Depressão dá livros, filmes e vidas. São inúmeros exemplos. Um deles: você está com fome, precisa comer mas fica paralisado e não consegue agir. Está revisando um livro atrasado, fica congelado e não consegue agir. Não é que esteja distraído com a TV ou a internet: na verdade você está no berço esplêndido de sua tristeza e desesperança. Quando se dá conta, passaram horas e horas. Você está preocupado porque sua amiga preferida vai extrair um dente e fica paralisado esperando alguma notícia. Então escurece, a tua cabeça começa a doer de fome e aí você precisa fazer alguma coisa de vez. 

CALOR FDP

Quem pode ficar tranquilo e paciente nesse inferno de 50 graus com vento quente de ventilador? Quem? 

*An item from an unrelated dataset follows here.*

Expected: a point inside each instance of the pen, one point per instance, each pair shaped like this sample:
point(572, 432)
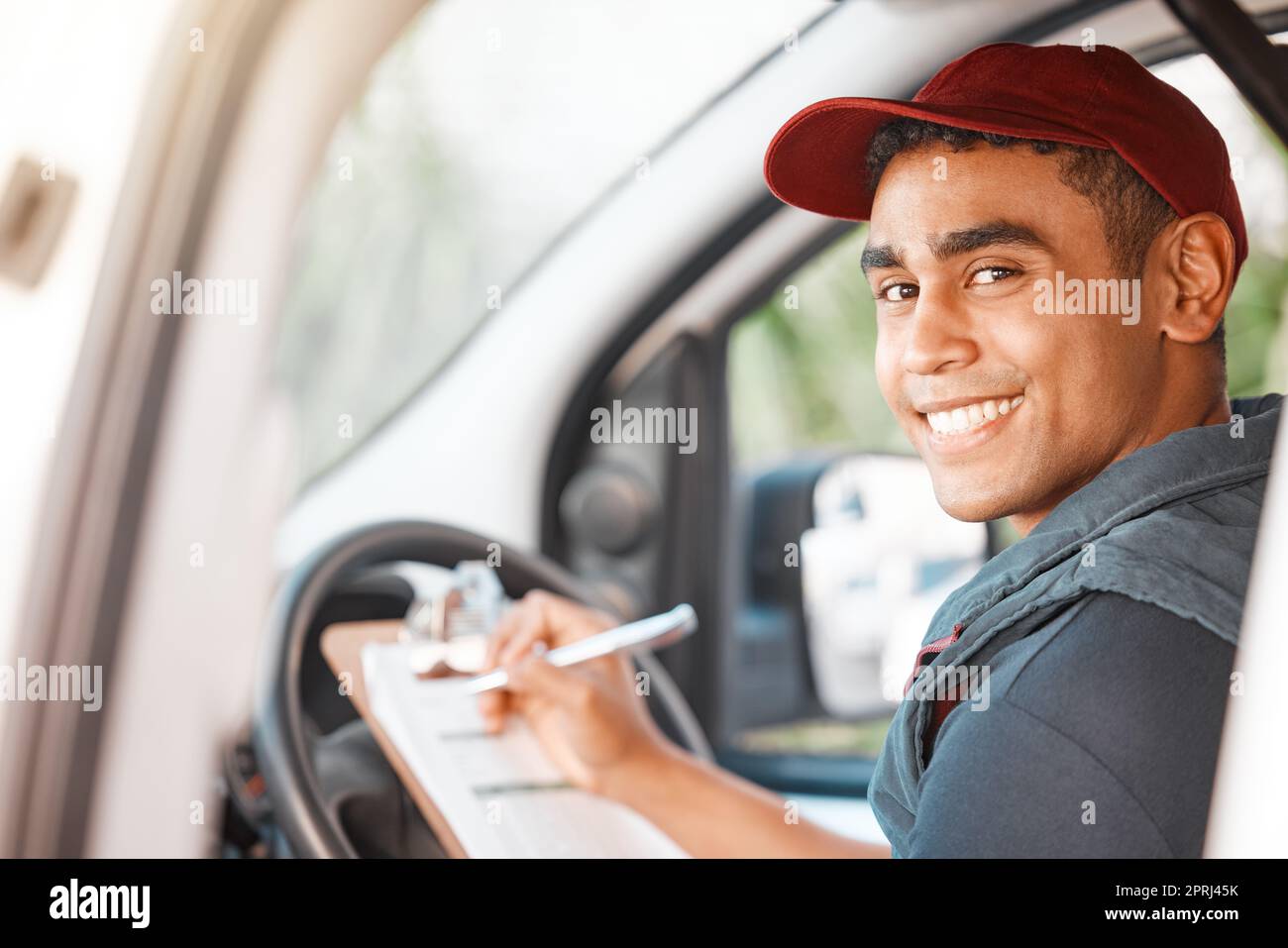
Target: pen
point(655, 631)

Por que não comprei um aparelho de ar condicionado anos atrás. Por quê? Não sei. Deveria ter comprado. Não comprei. Me fudi. Tudo bem. 

Calor é bom para criança, gente de férias e rica, que pode driblar as armadilhas do inferno carioca. O proletariado carioca, não: ele só se fode. Estagiários se enforcando com as gravatas, soldados molhados nas fardas, vendedores pingando nos uniformes.

Tomara que não exista outro inferno além do Rio. Imagine a temperatura do caldeirão. Se já é difícil a 50 graus, imagine a 5.000.

PRIIMMMM

Toca o interfone. Eu odeio interfone mas preciso dele. Atendo depois de uma caminhada manca. Chegou a comida.

Vou até o elevador e pego a cestinha. Uma deliciosa pizza, com bastante tomate para irritar o mala do Catalano, caso estivesse aqui. Já comemos muitas no passado. Agora é tarde. Faço meu lanche durante a live, ninguém percebe. A depressão não passa; a fome, sim. Pedi um refrigerante de dois litros, pouco. 

O Fluminense não me dá paz.

Na TV, o entrevistado explica que o PCC tem uma espécie de BNDES para fomentar a indústria do crime. Você pode pegar capital para investir no crime, não é maravilhoso? Então eu, camelot, prestador de serviços literários, cronicamente pobre, não tenho um mísero puto num banco - sem contar os ditos amigos FDPs que têm e te negam com desculpas ridículas -, pois meu negócio é vender música e livros, mas se eu for um assassino, estuprador ou traficante o meu agenciamento bancário está garantido. 

Alguém ainda quer falar de democracia e meritocracia nessa merda comigo? 

Será que encaixo em alguma linha de crédito light para crimes de baixos teores? 

GLUB

A pizza estava uma delícia. Fiquei tão contente que me lembrei de uma pizza brotinho que comi com meu pai nas Lojas Americanas de Copacabana, bem em frente ao Metro - com seu ar refrigerado siberiano - e perto da Casa Sloper. Era de mussarela, deliciosa demais. Parecida, só tem em dois lugares: no Chuá da Sete de Setembro e no Coliseu das Massas.

Cinquenta anos depois, não há Lojas Brasileiras, Metro, Casa Sloper, pizza brotinho e pai. Só sobrou eu, o que é quase nada. Tudo bem. 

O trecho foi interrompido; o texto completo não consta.